The Theology of a Mere Christian: Inerrancy

The Theology of a Mere Christian: Inerrancy

Not only does Lewis’s view of inspiration fall short of biblical teaching but it also leads him to believe that the Scriptures contain “naivety, error, contradiction, and wickedness.”[1]  Since Lewis believes that the Scriptures are just men’s writings that are taken up to be God’s Word, he concludes that they therefore must contain some error.[2]  Of course, this is easily refuted by asking the question, “By what standard?” By what standard do the Scriptures contain error?  Lewis does not offer a compelling argument for his beliefs and I believe that this is where we begin to bump into C.S. Lewis as a Rationalist.

Just like Adam and Eve in the garden, Lewis was guilty of deciding what is good and true by his own reason instead of submitting to God’s instruction (Gen. 3:1-6).  It is always tempting to think of ways to explain the Word of God but Christians must always remember that it is the Word of God that explains us.  We do not have the freedom, the authority, or the rational capacity to stand above the Scriptures; it is the Scriptures that stand above us.  The Bible is the Christian’s standard of standards, it is our ultimate authority, and anything less than that is sinful and dangerous.

This is obviously true but many have accused this position of circular reasoning.  Circular reasoning is a fallacy[3] that assumes the truth of a conclusion in the premise of an argument.  We do not want to commit fallacies because we are called to walk in the truth, so how can avoid circular reasoning while honoring the Bible as our highest authority?  We must first distinguish between viciously and virtuously circular arguments.  A viciously circular argument would be saying that the Bible is true because the Bible is true.  One does not have to be well versed in logic to discern that something is wrong with that argument.  Virtuously circular arguments, on the other hand, are arguments that are consistent and coherent with one’s ultimate standard of truth.

In light of this distinction, I would posit that no one can argue for anything apart from that which their own ultimate standard dictates as true.  For instance, the only way to prove that science and empiricism is the standard of truth is by appealing to science and empiricism as proof.  Similarly, the only way to prove reason is the arbiter of truth is appealing to reason.  Furthermore, if you try to explain your ultimate standard by appealing to something else then you have abandoned your standard for one more ultimate and this will only continue ad infinitum.

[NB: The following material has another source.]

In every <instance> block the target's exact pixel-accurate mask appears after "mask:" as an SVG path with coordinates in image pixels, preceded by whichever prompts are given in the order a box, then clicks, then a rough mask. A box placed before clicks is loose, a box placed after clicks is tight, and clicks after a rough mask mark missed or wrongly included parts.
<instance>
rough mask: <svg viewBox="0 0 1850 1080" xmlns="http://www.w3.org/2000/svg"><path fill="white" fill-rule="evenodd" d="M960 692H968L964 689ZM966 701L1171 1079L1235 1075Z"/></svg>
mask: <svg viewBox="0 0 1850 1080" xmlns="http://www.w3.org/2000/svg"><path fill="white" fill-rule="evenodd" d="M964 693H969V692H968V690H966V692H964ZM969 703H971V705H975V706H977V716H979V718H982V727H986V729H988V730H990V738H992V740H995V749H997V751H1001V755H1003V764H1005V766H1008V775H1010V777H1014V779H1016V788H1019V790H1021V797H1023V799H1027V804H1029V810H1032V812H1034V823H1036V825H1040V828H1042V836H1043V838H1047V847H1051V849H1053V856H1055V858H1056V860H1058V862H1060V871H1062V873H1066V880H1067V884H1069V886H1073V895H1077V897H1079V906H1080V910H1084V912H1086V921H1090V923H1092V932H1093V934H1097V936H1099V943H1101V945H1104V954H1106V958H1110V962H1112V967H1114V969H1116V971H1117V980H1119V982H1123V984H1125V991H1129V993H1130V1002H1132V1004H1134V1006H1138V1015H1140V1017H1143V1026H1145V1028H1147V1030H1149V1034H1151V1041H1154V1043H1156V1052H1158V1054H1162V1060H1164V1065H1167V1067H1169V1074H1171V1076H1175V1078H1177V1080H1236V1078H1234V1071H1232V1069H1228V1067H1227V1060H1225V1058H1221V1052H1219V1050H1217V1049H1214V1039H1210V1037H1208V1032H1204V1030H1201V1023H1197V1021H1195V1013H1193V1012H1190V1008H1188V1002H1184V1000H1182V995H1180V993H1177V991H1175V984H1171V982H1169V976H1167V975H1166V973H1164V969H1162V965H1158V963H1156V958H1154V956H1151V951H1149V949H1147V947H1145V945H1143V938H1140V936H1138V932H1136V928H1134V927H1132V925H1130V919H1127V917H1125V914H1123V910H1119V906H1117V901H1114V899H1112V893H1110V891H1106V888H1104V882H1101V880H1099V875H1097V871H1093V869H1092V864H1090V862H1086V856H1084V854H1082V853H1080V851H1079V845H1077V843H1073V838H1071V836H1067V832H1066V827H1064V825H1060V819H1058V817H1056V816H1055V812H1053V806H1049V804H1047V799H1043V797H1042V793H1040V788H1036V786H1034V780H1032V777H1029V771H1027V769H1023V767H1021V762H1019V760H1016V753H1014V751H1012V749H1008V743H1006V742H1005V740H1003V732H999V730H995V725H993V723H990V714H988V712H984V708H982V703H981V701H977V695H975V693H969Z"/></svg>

This is why apologetics is not so much about pointing to science or reason as it is about comparing the consistency and coherence of the ultimate standards by which people make decisions.  For the Christian, the ultimate standard for faith and life is God and His Word, and there is no authority over God or His Word because He is the Great I AM.  Since this is true, then Lewis cannot, as a Christian, coherently say that the Bible contains errors when the Bible teaches that it is the inerrant Word of God (Pr. 30:5).

Yet Lewis believes that the Bible does contain errors and he does so by appealing to a standard that is more ultimate than the Scriptures: his own reason.  Lewis believes this in spite of his Christian beliefs and his view is honestly absurd since his finite reasoning is a mere bread crumb compared to the infinite wisdom, knowledge, and reasoning of our God (Isa. 55:8-9).

[1] Lewis, C. S. Reflections on the Psalms. 1st edition. (New York: Mariner Books, 1964), 111.

[2] Lewis, Reflections, 116.

[3] A fallacy is a deformed way of thinking.